# Cofinality of cardinals

I have read some of the related questions (cofinality and its consequences, for example) about cofinality, but I still have no idea how to calculate the cofinality of an aleph.

So, let's say I have a cardinal $\aleph_\alpha$, how should I go about calculating its cofinality?

I read some of Jech's Set Theory, but I did not grasp anything that might be useful to do my calculations. I apologize in advance if I missed something out from the book; I'll appreciate references to where I find the answer in the book.

• I think that [cofinality] is somewhat over-specific. This fits well into [cardinals] or [elementary-set-theory]. – Asaf Karagila Jun 9 '11 at 10:57

Starting out with $\aleph_0$, since the union of finitely many finite sets is finite, it follows that $\text{cof}(\aleph_0)=\aleph_0$.

For successor cardinals, since $\aleph_{\alpha+1}$ means $(\aleph_\alpha)^+$, which is a regular cardinal (this uses AC), we know $\text{cof}(\aleph_{\alpha+1})=\aleph_{\alpha+1}$.
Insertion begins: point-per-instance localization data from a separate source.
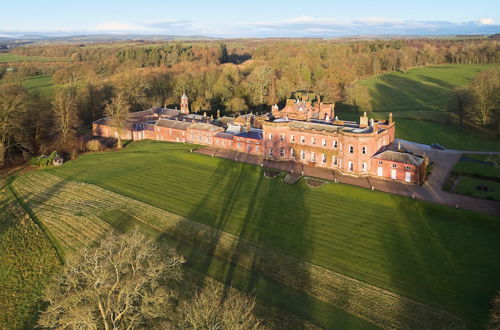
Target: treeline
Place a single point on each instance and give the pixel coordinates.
(478, 102)
(234, 76)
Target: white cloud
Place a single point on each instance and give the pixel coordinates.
(115, 26)
(486, 21)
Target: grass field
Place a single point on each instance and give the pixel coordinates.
(418, 100)
(469, 186)
(415, 249)
(447, 135)
(27, 261)
(476, 176)
(13, 58)
(472, 164)
(78, 214)
(42, 84)
(425, 88)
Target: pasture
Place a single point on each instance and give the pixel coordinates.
(27, 261)
(418, 100)
(476, 175)
(426, 88)
(413, 249)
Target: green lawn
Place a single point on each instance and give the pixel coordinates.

The remaining case is limit cardinals, or $\aleph_\lambda$ for a limit ordinal $\lambda$. In this case, $\aleph_\lambda=\text{sup}_{\alpha\lt\lambda}\aleph_\alpha$ is the limit of a $\lambda$-sequence of smaller cardinals, and so by passing to the shortest possible subsequence of this sequence, we see that $\text{cof}(\aleph_\lambda)=\text{cof}(\lambda)$. So for example, $\text{cof}(\aleph_{\aleph_3+\omega^3})=\omega$, since there is an $\omega$-sequence unbounded in the ordinal $\aleph_3+\omega^3$.